The Kings of Leon are veteran performers and award winners at the MTV European Music Awards (EMAs). Nominated this year for Best Alternative Act, the band appeared at a special MTV World Stage production at Rotterdam’s Old Luxor Theatre as a prequel to taking to the stage at the Ahoy for the main awards event the following day.
The enormous three stage set up spread across the Ahoy presented perhaps the biggest challenge for Britannia Row Productions who were servicing the EMAs for the twentieth consecutive year. “RF was the vulnerability across such a wide area, though we were fortunate in there being far less LED present this year,” explained Britrow’s project manager Lez Dwight. “We put helical aerials up high and at the rear of the stages to compensate and got a solid result. System design also needed careful attention if we were going to deliver a coherent and understandable sound to the entire audience whichever stage was being used.”

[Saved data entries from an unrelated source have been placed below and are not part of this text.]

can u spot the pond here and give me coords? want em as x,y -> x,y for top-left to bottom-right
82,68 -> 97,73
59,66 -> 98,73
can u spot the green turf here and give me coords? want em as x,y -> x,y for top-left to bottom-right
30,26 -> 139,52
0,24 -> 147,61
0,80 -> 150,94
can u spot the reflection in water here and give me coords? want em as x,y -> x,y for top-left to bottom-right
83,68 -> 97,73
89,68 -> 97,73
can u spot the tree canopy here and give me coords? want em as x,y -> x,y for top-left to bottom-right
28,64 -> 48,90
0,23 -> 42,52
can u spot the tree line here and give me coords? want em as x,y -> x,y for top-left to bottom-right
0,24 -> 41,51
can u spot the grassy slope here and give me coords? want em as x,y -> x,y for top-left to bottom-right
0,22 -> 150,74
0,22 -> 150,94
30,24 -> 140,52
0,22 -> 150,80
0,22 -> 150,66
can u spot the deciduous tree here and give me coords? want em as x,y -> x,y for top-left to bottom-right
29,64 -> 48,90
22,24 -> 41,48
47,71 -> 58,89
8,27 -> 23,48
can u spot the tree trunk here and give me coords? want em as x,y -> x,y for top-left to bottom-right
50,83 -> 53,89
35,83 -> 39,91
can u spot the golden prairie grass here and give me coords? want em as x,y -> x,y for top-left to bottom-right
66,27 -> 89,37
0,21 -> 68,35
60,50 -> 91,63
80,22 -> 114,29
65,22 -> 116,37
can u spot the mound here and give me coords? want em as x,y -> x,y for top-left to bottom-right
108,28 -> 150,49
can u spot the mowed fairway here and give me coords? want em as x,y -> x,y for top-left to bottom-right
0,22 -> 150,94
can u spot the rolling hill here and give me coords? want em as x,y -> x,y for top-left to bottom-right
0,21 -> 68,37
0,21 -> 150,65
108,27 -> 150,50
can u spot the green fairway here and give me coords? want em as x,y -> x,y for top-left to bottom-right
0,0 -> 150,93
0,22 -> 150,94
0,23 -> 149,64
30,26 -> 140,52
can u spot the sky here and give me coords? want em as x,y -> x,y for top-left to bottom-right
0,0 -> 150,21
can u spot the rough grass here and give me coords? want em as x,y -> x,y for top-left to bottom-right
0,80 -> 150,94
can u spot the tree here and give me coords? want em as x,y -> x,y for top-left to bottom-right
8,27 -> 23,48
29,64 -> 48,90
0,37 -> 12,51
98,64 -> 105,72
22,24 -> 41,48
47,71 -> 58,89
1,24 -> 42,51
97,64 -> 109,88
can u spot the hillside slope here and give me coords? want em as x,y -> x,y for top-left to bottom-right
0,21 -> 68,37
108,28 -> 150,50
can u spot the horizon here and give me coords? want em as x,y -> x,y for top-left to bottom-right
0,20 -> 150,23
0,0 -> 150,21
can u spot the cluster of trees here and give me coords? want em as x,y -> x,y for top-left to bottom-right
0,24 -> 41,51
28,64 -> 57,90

Whatever the challenge, for Brent Rawlings, Kings of Leon’s FoH Engineer, it all felt very familiar. “After the event a lot of people asked me about that and you know what, those Britrow guys really know what they are doing because I didn’t even notice. I was focused on listening and what I heard sounded great. There was a L/R system right in front of me and I heard exactly what I expected. Britrow deployed the system for us FoH engineers very well. I mixed the live performance in the room and we brought a broadcast engineer with us to go in the truck.”
Sergiy Zhytnikov designed the Britrow system, “With the way the presentation was configured and with consideration to the usual demand to keep loudspeakers rigged high to avoid intruding on the camera shots, we installed four uniformly spaced hangs of L-Acoustics K2 for mains with elements of Kara for fills where required. We also elected to fly the KS28 subs. Although primarily to aid the show in not taking up floor real-estate, we had already modelled for this as it provided the most even coverage and maximum L/F energy into the live audience area. The camera operators were delighted.”

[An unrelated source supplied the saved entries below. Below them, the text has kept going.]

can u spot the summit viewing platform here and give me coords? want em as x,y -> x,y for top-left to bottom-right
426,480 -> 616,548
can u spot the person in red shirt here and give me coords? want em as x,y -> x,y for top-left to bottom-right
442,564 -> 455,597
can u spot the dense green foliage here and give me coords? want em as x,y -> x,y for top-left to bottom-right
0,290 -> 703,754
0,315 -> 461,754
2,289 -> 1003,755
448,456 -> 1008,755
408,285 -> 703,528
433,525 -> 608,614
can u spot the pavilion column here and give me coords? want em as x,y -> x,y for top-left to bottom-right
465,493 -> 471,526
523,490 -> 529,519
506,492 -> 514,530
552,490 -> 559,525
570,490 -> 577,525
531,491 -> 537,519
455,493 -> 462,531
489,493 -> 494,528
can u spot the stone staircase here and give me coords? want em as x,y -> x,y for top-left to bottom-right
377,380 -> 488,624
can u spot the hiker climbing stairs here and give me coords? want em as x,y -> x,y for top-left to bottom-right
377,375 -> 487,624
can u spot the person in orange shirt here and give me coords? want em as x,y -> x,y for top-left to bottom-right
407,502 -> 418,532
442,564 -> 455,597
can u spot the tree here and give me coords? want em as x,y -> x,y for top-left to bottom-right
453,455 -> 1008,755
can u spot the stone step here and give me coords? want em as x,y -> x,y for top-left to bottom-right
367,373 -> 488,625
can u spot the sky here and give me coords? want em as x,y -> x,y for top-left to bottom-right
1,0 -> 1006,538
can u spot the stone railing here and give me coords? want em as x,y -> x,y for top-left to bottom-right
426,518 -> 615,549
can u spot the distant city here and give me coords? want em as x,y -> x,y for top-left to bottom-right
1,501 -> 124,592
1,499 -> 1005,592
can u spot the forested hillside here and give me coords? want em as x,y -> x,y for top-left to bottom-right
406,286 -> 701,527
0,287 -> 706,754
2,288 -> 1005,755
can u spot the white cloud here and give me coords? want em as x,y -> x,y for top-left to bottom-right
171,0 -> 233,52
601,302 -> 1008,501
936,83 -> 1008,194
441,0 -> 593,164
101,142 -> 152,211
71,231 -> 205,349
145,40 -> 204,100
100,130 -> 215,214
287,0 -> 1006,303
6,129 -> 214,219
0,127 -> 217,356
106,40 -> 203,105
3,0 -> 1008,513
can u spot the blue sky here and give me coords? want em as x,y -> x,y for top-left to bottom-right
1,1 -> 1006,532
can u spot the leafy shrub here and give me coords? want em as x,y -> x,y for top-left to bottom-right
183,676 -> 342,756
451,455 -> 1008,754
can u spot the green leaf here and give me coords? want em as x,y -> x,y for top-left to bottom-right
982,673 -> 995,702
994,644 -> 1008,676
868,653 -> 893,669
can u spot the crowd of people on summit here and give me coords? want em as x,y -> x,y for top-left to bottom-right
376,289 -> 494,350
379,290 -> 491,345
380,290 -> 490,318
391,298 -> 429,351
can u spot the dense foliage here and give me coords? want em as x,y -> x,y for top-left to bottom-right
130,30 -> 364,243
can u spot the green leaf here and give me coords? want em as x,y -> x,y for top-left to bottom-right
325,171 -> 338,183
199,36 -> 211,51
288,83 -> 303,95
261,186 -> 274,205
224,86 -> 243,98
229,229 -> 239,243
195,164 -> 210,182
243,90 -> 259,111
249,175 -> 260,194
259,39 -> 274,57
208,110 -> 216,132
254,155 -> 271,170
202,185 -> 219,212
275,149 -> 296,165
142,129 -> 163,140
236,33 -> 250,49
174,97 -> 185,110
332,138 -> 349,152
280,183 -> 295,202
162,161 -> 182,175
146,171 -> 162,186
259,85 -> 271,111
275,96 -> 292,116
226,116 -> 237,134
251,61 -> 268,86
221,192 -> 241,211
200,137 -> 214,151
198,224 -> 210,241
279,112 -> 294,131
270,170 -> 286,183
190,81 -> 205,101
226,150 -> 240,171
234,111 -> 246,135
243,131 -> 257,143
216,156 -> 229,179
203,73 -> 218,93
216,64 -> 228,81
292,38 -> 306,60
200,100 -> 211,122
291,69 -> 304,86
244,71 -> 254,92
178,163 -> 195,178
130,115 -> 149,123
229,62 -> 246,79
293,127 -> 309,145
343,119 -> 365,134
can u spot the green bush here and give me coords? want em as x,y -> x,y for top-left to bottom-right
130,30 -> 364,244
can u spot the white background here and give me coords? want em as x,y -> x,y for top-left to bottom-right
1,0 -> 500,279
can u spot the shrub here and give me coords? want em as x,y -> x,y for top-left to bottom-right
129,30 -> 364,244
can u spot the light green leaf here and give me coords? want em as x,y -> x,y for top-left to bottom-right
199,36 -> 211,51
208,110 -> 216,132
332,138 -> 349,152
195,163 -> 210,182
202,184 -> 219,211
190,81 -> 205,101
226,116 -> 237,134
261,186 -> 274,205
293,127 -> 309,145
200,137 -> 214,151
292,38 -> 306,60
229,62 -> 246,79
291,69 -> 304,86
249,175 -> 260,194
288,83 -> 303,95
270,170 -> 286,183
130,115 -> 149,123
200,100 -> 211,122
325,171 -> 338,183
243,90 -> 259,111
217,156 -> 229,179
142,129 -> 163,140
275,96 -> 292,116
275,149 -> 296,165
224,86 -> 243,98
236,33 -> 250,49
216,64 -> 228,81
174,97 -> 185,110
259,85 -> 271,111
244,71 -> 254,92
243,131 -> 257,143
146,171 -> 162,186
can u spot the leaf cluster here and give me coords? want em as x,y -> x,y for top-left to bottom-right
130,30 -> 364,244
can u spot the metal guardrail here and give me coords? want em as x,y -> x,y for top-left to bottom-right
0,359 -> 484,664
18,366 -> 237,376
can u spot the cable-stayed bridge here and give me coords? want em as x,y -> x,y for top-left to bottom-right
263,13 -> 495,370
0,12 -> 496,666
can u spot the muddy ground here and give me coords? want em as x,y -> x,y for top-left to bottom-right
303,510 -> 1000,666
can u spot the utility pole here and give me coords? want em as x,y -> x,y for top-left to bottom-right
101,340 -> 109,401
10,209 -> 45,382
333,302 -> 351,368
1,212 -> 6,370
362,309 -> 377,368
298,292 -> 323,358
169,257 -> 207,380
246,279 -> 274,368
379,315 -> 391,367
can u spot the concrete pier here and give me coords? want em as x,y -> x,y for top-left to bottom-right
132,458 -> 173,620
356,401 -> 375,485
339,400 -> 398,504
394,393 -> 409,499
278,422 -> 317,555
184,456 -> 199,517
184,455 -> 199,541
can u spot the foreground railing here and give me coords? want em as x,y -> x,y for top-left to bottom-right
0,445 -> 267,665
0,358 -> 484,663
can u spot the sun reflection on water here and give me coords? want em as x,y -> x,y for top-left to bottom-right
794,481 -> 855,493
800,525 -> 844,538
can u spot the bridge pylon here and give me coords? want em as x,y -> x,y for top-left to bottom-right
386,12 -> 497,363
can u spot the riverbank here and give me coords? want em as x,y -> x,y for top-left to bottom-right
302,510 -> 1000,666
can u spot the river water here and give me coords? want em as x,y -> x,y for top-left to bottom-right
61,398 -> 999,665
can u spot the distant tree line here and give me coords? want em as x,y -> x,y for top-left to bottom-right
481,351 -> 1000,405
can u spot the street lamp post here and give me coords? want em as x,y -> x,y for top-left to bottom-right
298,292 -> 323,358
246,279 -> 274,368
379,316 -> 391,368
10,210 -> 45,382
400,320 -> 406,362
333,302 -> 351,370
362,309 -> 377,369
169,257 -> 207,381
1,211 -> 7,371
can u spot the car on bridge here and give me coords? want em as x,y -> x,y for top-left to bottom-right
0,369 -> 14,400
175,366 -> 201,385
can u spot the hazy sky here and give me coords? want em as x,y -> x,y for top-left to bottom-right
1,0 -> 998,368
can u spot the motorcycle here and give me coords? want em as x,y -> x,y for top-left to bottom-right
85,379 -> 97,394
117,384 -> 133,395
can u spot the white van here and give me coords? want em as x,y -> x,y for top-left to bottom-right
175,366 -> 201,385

“I hadn’t listened to the L-Acoustics K2 system before,” commented Rawlings. “What I heard made me extremely comfortable. It’s not really like anything else – not like the K1 or the d&b J-Series – when you’re looking for gain in the vocals and the band are in danger of overwhelming the voice on stage, the K2s will help you pull it out. Earlier I heard Britrow’s Nahuel Guttierez mix Green Day and was equally impressed with the system; in fact, I reckon he did a better mix than me.”
Rawlings was in no doubt why Britrow have been with the EMAs for twenty years. “Those guys at Britrow, especially Sergiy, the system tech’, they really know what they’re doing. They rigged the amplifiers in the air, above the loudspeakers. That’s a whole lot neater, you’re only running power and fibre up to the grid and you end up with really short loudspeaker cables, just as L-Acoustics recommends. Clean and neat to look at and clean and neat was the way it sounded.”